A short list of mistakes that will save you a debugging session:

| Rule | Why |
|---|---|
| Qdrant collection names: use `--` not `:` | Qdrant rejects `:` with 422 |
| Qdrant point IDs: `int` or `str(uuid.uuid4())` only | Arbitrary strings → 400 |
| `schema_translate_map`: use `None` key for default-schema tables | `"public"` key doesn't remap `schema=None` tables |
| `AuditMixin` requires `BaseDBModel` | Raises `TypeError` on class definition |
| `cache.init()` raises on failure | Doesn't silently degrade — handle at startup |
| `Grid.query().fetch()` returns `PageResponse[GridRow]` | Iterate `.data`, not the page itself |
| `queue.make_worker()` returns `arq.Worker` | Not `arq.worker.WorkerSettings` |

## Story tracks

End-to-end consumer journeys exercised against real testcontainers (no mocks). Each is the canonical answer to "what does this substrate actually do?" — read the test file, then run it locally with `pytest <path>`.
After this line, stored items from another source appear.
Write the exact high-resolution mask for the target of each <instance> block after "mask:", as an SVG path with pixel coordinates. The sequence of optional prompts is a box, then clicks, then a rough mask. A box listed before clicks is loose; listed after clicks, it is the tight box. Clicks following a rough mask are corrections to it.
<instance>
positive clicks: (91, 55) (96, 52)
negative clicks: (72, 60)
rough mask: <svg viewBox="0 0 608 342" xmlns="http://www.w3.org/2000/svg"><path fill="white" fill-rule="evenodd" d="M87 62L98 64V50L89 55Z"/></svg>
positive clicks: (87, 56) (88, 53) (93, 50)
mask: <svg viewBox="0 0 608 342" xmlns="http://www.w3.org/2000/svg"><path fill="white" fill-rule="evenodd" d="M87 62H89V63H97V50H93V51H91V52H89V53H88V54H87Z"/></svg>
| Story | What it proves | Path |
|:------|:---------------|:-----|
| **Knowledge ingestion lifecycle** | Declare a Space, upload a doc to MinIO, chunk + embed into Qdrant, walk the cross-Grid edge from a search hit back to the parent doc, archive cascades blob + vector cleanup. | [`tests/test_stories/test_knowledge_ingestion.py`](tests/test_stories/test_knowledge_ingestion.py) |
| **Multi-tenant isolation** | Two tenants share Postgres + Qdrant + MinIO; verified isolation across `Grid.query()`, namespace-prefixed Qdrant collections, and `Space.to_graph()` snapshots; archive in tenant A doesn't touch B. | [`tests/test_stories/test_multitenant_isolation.py`](tests/test_stories/test_multitenant_isolation.py) |
| **VECTOR storage modes** | Round-trips the four `storage_mode` settings (`none` / `inline` / `remote` / `both`) and asserts cell shape + Qdrant state per mode. | [`tests/test_stories/test_vector_storage_modes.py`](tests/test_stories/test_vector_storage_modes.py) |

Each story is decomposed into act-based test methods (`test_act1_declare_space` → `test_act5_archive_cascade`) so a regression localises to its act instead of stopping the whole flow.

## Reading paths

Curated entry points whether you're an LLM or a human reading cold:

- **Per-module reference** — one `docs/<extra>.md` per shipped extra (linked from each badge in the level tables above). Each page covers purpose, install, public API, quick example, and cross-refs. Module reference: [database](docs/database.md) · [cache](docs/cache.md) · [flow](docs/flow.md) · [vault](docs/vault.md) · [storage](docs/storage.md) · [queue](docs/queue.md) · [vector](docs/vector.md) · [grid](docs/grid.md) · [graph](docs/graph.md) · [space](docs/space.md) · [api](docs/api.md) · [worker](docs/worker.md) · [log](docs/log.md) · [error](docs/error.md) · [types](docs/types.md).
- **Catalog** (source of truth) — [`src/forktex_core/catalog/catalog.json`](src/forktex_core/catalog/catalog.json). Loaded at runtime as `forktex_core.catalog.current`; every README table is rendered from it.
- **Examples** — five runnable scripts under [`examples/`](examples/) (`graph_in_memory.py`, `api_minimal.py`, `worker_minimal.py`, `grid_crud.py`, `space_bundle.py`). Each exposes a `run()` callable; integration tests in `tests/test_examples/` keep them current.
- **Story tracks** — see the table above. Real testcontainers, no mocks.